An Introduction to the AWS EC2 Container Service

An Introduction to the AWS EC2 Container Service:

Below is a quick introduction to the AWS EC2 Container Service. The most valuable part of this post may be the link to the CloudFormation stack that will build an EC2 Container Service Cluster and all associated resources. Creating this CloudFormation stack was the moment when I really understood ECS at a nuts and bolts level.

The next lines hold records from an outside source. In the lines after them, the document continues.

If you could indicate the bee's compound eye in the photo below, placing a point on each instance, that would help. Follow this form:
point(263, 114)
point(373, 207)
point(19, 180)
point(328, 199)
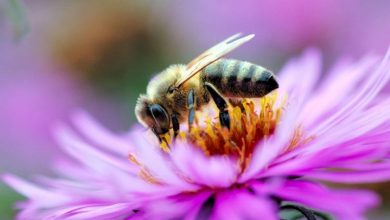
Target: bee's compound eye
point(160, 116)
point(171, 89)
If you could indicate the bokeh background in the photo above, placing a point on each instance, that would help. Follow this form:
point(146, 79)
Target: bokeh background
point(58, 56)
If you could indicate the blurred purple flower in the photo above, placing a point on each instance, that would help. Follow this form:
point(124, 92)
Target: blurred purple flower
point(33, 95)
point(284, 27)
point(347, 130)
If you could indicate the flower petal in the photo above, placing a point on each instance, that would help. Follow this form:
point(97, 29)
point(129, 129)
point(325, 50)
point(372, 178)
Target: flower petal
point(237, 205)
point(213, 171)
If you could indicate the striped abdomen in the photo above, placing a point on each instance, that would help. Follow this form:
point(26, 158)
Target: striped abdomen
point(235, 78)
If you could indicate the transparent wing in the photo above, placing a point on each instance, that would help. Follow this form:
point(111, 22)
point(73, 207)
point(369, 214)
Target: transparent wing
point(213, 54)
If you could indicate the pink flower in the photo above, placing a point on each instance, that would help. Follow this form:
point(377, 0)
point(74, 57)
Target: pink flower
point(335, 129)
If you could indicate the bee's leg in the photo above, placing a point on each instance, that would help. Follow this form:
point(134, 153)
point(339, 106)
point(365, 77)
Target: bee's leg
point(175, 125)
point(191, 108)
point(221, 104)
point(157, 135)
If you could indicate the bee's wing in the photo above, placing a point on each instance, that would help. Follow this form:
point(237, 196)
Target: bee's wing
point(213, 54)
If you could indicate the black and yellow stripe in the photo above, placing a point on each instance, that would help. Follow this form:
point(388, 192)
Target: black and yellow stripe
point(235, 78)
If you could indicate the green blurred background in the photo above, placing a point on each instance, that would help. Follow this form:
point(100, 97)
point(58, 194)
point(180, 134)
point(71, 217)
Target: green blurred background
point(57, 56)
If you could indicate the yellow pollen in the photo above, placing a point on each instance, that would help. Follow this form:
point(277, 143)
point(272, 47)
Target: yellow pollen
point(251, 121)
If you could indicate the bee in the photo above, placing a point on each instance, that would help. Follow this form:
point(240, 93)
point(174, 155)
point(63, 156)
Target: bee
point(173, 96)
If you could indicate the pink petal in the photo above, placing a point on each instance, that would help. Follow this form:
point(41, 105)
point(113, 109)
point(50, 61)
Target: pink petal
point(39, 196)
point(237, 205)
point(99, 135)
point(213, 171)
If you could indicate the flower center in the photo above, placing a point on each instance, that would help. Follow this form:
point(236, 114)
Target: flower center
point(251, 121)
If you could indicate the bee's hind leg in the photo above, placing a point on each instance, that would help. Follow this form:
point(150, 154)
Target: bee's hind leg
point(191, 107)
point(221, 104)
point(175, 125)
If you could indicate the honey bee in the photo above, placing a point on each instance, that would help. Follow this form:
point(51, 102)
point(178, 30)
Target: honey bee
point(173, 95)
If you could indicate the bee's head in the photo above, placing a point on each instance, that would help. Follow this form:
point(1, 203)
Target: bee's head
point(152, 115)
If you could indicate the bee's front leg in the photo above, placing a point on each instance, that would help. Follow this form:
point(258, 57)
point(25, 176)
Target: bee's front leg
point(191, 107)
point(175, 125)
point(221, 104)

How I came to use ECS at all:

On November 13, 2014, Amazon released the “Amazon EC2 Container Service” – the news didn’t excite me much. Containerization, specifically Docker, was a hot technology but my own frustration with the industry’s lack of understanding of Docker’s benefits and costs coupled with the quality and thought behind Docker implementations I’d seen meant I had little interest in EC2 Container Service. My own clients were happy with Docker and didn’t require container packing or docker links – so there was no push to move to ECS or another container management software. I put ECS on the shelf to be revisited. The day when I would revisit ECS came about mid-June, when one of our developers needed to expose a port through an ELB “fronting” and Elastic Beanstalk Environment and also needed to publish multiple ports on each EC2 instance making up the Elastic Beanstalk Environment. Stated simply, the EC2 instances needed to expose port 8080 to a Load Balancer and the EC2 instances also needed to communicate with each other across an array of ports (specifically, we were running a tomcat7 hosted Java application that utilized Apache Ignite with a Replicated Cache).

Setting Up ECS:

My initial work with ECS was a challenge because of the ECS lexicon – “task definitions, tasks, services, container definitions” and the lack of maturity – AWS actually added CloudFormation support during my ECS prototyping. In any case, I’ll describe each of the resources that make up ECS, how they are used and how they relate to each other:

Clusters and Container Instances:

Clusters and Container Instances will make up the basis of your ECS Infrastructure. A quick diagram demonstrates the relationship between Clusters and Container Instances.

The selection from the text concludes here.